Random thought: I was watching a televangelist today and thought, "I could be a preacher if I was less sinful and enjoyed talking to people."

T.I. is hurtin' 'em. Peep this: "T.I. again succeeds himself at No. 1 on the Billboard Hot 100 as "Live Your Life" featuring Rihanna, trades places 2-1 with "Whatever You Like." On Oct. 9, "Life" replaced "Like," making T.I. the ninth artist in the rock era to do this." - The top debut of the week is a Jaime Foxx song featuring who else? T.I. Over a month in, his album (which did 1/2 a million in it's first week) is still top ten and headed for platinum by Christmas or sooner, most likely.

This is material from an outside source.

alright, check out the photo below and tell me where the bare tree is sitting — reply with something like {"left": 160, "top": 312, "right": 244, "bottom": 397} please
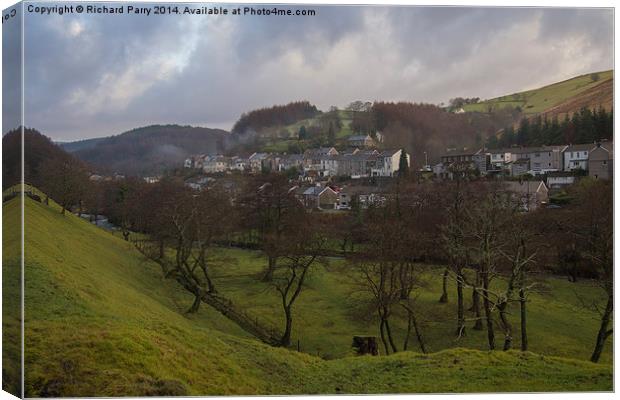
{"left": 464, "top": 188, "right": 513, "bottom": 350}
{"left": 40, "top": 155, "right": 90, "bottom": 215}
{"left": 238, "top": 174, "right": 301, "bottom": 281}
{"left": 271, "top": 220, "right": 327, "bottom": 347}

Plus, his lyrical game gets tighter with each album.
Electrifying conclusion: Tip aint quite ready to concede the "Best Rapper Alive" or "King of the South" titles to Li'l Wayne just yet. He's building up quite the case before he enters prison. You can argue that on "Swagga Like Us" he had the best verse, matched against arguably the 3 best rappers in the game. Well done sir, well done.

So a lot of very influental folk (Ellen DeGeneres, Brad Pitt, Barbra Streisand, Melissa Etheridge, Steven Spielberg, Samuel L. Jackson, etc.) have put their influence behind the push to stop Proposition 8, which will overturn the rights to gay marriage in California if approved. Apparently, some were angry that longtime gay-friendly Madonna didn't do enough to help balance the scales. At her concert last night (where the big news was her bringing Britney and Justin together on the same stage {can you believe it! omg! that's too much fabulousness and gayness to handle in one building, let alone one stage!}) Madge said , "I am very sad to hear we didn't win Proposition 8. But we will not give up the fight. No, we will not. Never! If we got an African-American in the White House, we can have gay marriages." But one concertgoer said, "Too little, too late, Madge. Where was your money and influence before the vote?"
Electrifying conclusion: I guess a gay President would be the ultimate barrier-breaker, huh? It's like, "Fuck, we got a black in there, can it really be that hard to turn the White House into the Pink House?!" That concertgoer shouldn't have shit to say. If you don't like how Madge is spending her dough, then don't pay the hundreds of dollars I'm sure you paid to go see her live. Moron.
I'm StarPower, and I'm back to approving messages.